TARGET_LANGUAGE = "en"
processor = WhisperProcessor.from_pretrained(MODEL_NAME, language=TARGET_LANGUAGE, task="transcribe")
model = WhisperForConditionalGeneration.from_pretrained(MODEL_NAME)
model.config.forced_decoder_ids = None
model.config.suppress_tokens = []
processor.tokenizer.pad_token = processor.tokenizer.eos_token
processor.tokenizer.pad_token_id = processor.tokenizer.eos_token_id


In [None]:
def prepare_example(batch):
    audio = batch["audio"]
    input_features = processor.feature_extractor(audio["array"], sampling_rate=audio["sampling_rate"]).input_features[0]
    with processor.as_target_processor():
        labels = processor.tokenizer(batch["text"])
    batch["input_features"] = input_features
    batch["labels"] = labels["input_ids"]
    return batch

processed_dataset = dataset.map(
    prepare_example,
    remove_columns=dataset["train"].column_names,
    num_proc=None,
)


## Fine-tune Whisper

Configure standard sequence-to-sequence training arguments and launch the trainer.

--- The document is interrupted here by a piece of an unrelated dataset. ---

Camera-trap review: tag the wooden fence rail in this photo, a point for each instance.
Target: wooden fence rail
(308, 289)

Depending on dataset size you may need to adjust batch sizes, gradient accumulation, or enable mixed precision (`fp16`).

In [None]:
from transformers import DataCollatorForSeq2Seq, Seq2SeqTrainer, Seq2SeqTrainingArguments

training_args = Seq2SeqTrainingArguments(
    output_dir="whisper-finetune",
    per_device_train_batch_size=4,
    per_device_eval_batch_size=4,
    gradient_accumulation_steps=1,
    evaluation_strategy="steps",
    logging_steps=50,
    eval_steps=200,
    save_steps=200,
    num_train_epochs=5,
    learning_rate=1e-5,
    warmup_steps=500,
    fp16=False,
    gradient_checkpointing=True,
    generation_max_length=225,
)

data_collator = DataCollatorForSeq2Seq(tokenizer=processor.tokenizer, model=model, padding=True)

trainer = Seq2SeqTrainer(
    model=model,
    args=training_args,
    train_dataset=processed_dataset["train"],
    eval_dataset=processed_dataset["test"],
    data_collator=data_collator,
    tokenizer=processor,
)

# Uncomment the next line to begin fine-tuning once you are satisfied with the configuration.
# trainer.train()


After training completes you can evaluate the model, push it to the Hugging Face Hub, or convert it back into a format suitable for the WaveCap backend.